Most of those calling for less immigration overall actually support high-skilled immigration, according to an international survey released this week — a counterpoint to the immigration backlash that has upended politics in the U.S. and other countries.

Why it matters: A majority of people who want to cut immigration levels do not necessarily see all immigrants as threats to their job security, but support bringing in foreign workers for highly technical jobs. As fights over asylum, the border and unauthorized immigration rage, the survey is a reminder that the opposition to immigration isn't across the board.

The big picture: More than half of respondents from 10 of the 12 nations surveyed by the Pew Research Center said they support high-skilled immigration (Israel and Italy were the exceptions). In the U.S., 78% said they supported high-skilled immigrants.

  • But only two countries had immigrant populations where more than half had attained a college degree — Canada and Australia.
  • The U.S. has the highest number of college-educated immigrants, but they only make up around a third of the total U.S. immigrant population.

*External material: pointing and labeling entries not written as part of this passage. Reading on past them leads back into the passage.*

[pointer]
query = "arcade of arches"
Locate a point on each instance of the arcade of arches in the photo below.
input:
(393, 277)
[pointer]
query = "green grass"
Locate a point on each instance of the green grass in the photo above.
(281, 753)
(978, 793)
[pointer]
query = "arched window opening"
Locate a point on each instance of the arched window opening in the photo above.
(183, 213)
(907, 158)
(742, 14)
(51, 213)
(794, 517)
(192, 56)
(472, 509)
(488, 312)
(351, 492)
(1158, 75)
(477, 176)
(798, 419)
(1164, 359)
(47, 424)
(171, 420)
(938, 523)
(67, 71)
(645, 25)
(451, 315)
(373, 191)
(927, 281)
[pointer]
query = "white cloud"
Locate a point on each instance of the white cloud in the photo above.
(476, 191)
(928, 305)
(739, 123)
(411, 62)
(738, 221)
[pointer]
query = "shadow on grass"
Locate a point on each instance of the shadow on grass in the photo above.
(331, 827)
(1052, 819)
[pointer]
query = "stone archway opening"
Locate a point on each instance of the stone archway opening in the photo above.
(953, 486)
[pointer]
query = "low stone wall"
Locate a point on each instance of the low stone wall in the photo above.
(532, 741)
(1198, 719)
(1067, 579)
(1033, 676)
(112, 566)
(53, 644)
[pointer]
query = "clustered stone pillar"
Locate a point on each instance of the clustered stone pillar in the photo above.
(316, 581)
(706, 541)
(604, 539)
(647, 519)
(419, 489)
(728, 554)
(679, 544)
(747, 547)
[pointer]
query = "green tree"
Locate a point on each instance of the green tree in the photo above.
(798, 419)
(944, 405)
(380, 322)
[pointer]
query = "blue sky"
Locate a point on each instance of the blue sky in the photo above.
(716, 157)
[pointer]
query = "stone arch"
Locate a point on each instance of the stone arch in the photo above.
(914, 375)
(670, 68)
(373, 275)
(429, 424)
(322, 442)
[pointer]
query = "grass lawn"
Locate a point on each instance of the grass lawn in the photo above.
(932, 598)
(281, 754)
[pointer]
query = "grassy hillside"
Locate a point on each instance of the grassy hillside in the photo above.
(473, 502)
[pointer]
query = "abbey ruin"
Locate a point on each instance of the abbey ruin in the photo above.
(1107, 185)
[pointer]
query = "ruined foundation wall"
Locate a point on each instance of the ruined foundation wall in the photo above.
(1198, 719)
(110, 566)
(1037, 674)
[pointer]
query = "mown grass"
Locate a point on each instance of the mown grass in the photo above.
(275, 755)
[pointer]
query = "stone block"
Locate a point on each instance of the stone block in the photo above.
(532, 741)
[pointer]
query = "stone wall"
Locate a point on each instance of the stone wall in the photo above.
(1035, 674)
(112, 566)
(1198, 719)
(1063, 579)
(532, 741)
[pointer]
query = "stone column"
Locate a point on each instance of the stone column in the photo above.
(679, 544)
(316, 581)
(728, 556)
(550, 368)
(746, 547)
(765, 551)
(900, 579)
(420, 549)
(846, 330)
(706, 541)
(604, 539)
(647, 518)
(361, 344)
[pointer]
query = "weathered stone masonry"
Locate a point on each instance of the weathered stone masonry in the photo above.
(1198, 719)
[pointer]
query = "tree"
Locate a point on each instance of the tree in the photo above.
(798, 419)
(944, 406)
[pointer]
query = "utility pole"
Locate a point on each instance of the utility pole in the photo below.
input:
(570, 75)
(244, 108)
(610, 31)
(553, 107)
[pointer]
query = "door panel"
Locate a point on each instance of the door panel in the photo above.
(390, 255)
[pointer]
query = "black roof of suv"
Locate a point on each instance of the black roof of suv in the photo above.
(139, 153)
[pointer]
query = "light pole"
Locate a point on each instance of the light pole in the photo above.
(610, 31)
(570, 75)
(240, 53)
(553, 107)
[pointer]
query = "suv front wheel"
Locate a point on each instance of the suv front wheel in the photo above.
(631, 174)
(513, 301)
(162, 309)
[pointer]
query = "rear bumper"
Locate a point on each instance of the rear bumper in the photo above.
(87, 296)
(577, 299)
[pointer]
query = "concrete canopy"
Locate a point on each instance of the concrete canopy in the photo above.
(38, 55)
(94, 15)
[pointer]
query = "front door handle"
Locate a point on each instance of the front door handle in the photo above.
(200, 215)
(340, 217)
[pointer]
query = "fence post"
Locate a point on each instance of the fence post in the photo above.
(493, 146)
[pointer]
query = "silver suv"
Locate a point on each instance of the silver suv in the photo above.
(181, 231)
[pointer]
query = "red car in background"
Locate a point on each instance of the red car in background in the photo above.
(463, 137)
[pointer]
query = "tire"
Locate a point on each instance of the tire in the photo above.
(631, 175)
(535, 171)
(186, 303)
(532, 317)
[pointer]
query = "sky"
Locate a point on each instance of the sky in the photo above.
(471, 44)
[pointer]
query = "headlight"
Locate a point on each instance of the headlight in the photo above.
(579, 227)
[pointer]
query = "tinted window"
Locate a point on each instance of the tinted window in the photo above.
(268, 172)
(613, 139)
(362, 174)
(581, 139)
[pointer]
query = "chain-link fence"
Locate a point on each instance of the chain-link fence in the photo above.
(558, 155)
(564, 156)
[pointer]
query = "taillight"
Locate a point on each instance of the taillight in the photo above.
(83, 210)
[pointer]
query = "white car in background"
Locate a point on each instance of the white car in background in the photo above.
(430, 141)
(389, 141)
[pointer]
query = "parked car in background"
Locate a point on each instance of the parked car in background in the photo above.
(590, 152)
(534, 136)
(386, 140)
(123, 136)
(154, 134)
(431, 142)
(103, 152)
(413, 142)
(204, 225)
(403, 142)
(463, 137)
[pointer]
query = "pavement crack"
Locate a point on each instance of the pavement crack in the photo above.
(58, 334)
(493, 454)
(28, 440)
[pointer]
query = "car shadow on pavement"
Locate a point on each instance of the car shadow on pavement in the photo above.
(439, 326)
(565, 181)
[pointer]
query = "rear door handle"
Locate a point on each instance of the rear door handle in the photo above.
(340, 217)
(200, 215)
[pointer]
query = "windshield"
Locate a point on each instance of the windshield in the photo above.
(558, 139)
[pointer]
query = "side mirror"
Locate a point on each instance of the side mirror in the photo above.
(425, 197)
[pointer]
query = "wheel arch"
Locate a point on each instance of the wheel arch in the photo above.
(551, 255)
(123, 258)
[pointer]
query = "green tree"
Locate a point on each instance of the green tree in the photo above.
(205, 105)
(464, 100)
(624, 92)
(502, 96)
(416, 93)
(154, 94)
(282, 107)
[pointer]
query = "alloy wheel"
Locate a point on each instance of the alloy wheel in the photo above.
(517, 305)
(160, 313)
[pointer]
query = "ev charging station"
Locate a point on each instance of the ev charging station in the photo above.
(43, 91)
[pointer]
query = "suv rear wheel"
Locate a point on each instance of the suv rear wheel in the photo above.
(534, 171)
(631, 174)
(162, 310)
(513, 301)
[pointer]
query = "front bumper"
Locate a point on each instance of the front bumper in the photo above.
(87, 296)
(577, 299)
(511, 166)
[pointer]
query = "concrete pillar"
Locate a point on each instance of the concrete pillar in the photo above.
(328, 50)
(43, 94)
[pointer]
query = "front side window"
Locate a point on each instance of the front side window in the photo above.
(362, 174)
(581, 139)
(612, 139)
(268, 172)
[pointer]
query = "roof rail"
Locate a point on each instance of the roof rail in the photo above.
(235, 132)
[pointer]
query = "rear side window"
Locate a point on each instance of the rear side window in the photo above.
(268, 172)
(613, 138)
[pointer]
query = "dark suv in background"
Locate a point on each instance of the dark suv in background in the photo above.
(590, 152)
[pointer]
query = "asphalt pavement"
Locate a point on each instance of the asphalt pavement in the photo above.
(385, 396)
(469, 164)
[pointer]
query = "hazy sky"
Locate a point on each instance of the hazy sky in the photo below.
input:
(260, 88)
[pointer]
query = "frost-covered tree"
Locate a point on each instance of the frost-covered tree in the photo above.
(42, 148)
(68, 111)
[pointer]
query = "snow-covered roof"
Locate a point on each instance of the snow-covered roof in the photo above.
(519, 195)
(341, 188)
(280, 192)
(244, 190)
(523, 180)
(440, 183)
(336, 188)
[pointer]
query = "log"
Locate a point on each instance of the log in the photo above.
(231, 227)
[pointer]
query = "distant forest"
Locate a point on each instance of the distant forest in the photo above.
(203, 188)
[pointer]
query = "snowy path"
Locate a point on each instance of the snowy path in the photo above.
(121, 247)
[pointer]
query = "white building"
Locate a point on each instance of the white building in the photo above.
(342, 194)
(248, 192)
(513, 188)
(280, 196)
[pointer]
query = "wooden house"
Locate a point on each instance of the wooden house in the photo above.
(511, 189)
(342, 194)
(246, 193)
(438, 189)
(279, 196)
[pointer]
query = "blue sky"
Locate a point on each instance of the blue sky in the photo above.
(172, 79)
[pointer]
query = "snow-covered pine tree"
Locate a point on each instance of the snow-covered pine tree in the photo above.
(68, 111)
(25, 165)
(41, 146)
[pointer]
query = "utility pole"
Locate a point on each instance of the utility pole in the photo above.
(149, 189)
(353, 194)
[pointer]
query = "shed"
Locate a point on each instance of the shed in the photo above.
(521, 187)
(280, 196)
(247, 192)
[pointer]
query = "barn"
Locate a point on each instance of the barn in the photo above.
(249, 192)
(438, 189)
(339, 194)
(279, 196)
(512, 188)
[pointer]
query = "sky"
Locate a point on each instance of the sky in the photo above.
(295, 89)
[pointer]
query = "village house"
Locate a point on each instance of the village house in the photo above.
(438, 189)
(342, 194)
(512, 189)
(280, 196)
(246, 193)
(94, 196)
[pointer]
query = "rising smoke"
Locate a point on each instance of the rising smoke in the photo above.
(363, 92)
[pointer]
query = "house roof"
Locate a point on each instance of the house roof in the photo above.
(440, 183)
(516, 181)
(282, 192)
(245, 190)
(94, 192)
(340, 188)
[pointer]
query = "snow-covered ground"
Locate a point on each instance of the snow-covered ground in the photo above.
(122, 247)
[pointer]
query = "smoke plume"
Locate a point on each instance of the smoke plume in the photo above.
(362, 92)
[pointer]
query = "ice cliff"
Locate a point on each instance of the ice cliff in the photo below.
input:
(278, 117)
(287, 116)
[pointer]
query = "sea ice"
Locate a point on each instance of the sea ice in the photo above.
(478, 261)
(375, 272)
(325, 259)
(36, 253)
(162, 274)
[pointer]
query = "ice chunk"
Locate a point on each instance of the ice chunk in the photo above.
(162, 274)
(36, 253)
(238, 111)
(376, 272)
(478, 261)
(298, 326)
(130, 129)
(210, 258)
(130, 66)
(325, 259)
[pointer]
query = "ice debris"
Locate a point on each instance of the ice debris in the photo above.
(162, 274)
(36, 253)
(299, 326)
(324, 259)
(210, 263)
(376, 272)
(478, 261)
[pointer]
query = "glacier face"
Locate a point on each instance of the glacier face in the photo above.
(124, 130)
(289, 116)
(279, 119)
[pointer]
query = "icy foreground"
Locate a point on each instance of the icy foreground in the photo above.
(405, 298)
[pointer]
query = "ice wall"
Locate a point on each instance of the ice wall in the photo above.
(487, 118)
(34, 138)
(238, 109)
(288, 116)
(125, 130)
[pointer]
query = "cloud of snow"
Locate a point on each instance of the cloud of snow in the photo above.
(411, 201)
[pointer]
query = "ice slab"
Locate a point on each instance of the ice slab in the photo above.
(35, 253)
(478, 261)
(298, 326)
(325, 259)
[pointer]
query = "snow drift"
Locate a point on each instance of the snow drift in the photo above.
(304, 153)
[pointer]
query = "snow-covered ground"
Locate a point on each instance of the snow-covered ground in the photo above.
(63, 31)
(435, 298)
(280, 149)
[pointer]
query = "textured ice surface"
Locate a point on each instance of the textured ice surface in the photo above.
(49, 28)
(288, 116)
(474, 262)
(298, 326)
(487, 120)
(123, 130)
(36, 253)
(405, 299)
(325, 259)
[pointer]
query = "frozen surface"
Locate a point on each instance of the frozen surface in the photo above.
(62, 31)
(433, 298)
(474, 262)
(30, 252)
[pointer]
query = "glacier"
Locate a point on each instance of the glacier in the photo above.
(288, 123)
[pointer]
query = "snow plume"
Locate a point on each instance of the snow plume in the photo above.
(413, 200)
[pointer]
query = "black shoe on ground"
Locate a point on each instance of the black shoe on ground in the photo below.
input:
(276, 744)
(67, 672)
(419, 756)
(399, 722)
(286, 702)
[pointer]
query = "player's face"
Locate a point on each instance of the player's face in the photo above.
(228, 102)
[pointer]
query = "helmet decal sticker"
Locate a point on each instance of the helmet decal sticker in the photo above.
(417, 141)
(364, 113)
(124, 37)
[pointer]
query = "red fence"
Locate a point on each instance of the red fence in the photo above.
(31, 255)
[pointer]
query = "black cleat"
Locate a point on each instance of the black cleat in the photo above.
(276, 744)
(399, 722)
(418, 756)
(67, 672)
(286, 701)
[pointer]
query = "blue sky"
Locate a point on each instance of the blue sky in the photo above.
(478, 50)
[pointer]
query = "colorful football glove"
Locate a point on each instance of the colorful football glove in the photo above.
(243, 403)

Between the lines: Immigrants — high-skilled, low-skilled and even unauthorized — play a crucial role in the American labor force beyond high-skilled jobs. The industries that most depend on unauthorized immigrant workers in the U.S., for example, include agriculture, construction and leisure/hospitality, according to an earlier study by Pew.

  • Immigrant workers could be key in maintaining high economic growth as the U.S. population ages and fertility rates drop.
  • "The Pew study shows the public clearly recognizes the great value high-skilled foreigners bring to America, and the critical role they play in our industries and communities nationwide," Jeff Lande of the Lande Group, which represents India-based IT companies, told Axios.